AQP is involved in IF tension and membrane potential regulation. Neuronal cells were co-transfected with green fluorescent protein-tagged vimentin probe and red fluorescent protein-tagged AQP9. (A and B) Representative fluorescent images and normalized CFP/FRET ratio of vimentin IF tension under different treatments. Scale bar, 10 µm. The calibration bar was set from 0.1 to 1.5. The significant differences were statistically analyzed between the AQP9+CoCl₂/LPS/1,2-DCE group individually compared with the corresponding CoCl₂/LPS/1,2-DCE group; the additional treatment of Sen A+TAX+Tran individually compared with the corresponding AQP9+CoCl₂/LPS/1,2-DCE group. (C) Representative trace map of cell membrane potential. (D) Cell membrane potential before treatment, max membrane potential after treatment, and the recovered plateau.

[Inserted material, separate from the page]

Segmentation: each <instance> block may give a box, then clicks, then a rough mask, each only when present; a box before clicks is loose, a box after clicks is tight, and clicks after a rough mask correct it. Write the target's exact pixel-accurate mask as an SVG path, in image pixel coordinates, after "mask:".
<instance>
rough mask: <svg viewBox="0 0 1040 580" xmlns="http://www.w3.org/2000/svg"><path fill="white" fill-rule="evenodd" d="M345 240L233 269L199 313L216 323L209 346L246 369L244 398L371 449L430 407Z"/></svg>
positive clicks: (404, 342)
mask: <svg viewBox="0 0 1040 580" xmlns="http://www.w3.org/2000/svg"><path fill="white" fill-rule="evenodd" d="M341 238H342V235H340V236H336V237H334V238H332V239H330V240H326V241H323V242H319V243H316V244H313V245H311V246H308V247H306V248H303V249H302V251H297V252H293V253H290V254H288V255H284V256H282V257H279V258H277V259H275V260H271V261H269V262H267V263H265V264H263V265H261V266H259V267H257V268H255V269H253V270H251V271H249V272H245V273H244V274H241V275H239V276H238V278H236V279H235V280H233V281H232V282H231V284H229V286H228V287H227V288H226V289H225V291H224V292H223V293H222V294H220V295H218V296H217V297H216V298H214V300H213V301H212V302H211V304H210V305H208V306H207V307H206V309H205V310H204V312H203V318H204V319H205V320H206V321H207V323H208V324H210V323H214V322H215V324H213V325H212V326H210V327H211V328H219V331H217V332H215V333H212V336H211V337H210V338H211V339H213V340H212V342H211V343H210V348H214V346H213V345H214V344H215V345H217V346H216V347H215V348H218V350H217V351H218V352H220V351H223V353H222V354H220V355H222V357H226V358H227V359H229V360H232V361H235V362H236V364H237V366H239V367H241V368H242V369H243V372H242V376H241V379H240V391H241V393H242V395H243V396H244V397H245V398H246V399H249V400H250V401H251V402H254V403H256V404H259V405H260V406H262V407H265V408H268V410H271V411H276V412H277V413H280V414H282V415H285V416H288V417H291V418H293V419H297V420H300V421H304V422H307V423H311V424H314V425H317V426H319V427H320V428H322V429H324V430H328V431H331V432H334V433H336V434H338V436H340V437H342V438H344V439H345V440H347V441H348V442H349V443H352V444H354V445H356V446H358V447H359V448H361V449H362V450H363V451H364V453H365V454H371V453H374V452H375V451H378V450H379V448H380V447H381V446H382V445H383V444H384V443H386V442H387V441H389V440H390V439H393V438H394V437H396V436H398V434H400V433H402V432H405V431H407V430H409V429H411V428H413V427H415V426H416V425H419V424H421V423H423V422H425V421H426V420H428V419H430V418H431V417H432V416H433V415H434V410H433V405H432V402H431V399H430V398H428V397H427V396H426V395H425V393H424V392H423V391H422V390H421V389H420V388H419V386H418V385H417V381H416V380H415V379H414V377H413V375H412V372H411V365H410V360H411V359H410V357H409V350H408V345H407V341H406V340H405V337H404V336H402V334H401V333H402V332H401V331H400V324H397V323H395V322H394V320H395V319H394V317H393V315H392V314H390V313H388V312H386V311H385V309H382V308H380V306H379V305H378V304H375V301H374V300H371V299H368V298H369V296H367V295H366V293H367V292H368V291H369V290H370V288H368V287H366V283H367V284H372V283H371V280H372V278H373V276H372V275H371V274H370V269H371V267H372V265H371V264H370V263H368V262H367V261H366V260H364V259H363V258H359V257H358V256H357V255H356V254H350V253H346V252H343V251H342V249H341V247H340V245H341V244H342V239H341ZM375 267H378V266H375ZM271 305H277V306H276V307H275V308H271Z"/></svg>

Each line represents a single neuronal cell. Average of ≥3 biologically independent replicates ± SEM. *p < 0.05, **p < 0.01, ***p < 0.001.

Figure 8

Proteomic analysis by label-free LC–MS. Identification of different proteins between (1) the control and CytoD+Noc groups and (2) the CytoD–Noc and CytoD–Noc-removal groups. (A and B) Volcano plot of nonredundant proteins. Red dots indicate upregulated proteins, blue dots indicate downregulated proteins, and grey dots indicate proteins with no significant change. (C and D) Classification of identified proteins by subcellular localization. The percentage in parentheses represents the enriched types of proteins. (E and F) GO enrichment analysis categorized by cellular components (CC), biological processes (BP) and molecular functions (MF). Top 20 enriched pathways were ranked by p-value. Pathways with p ≤ 0.05 were considered to be significantly enriched.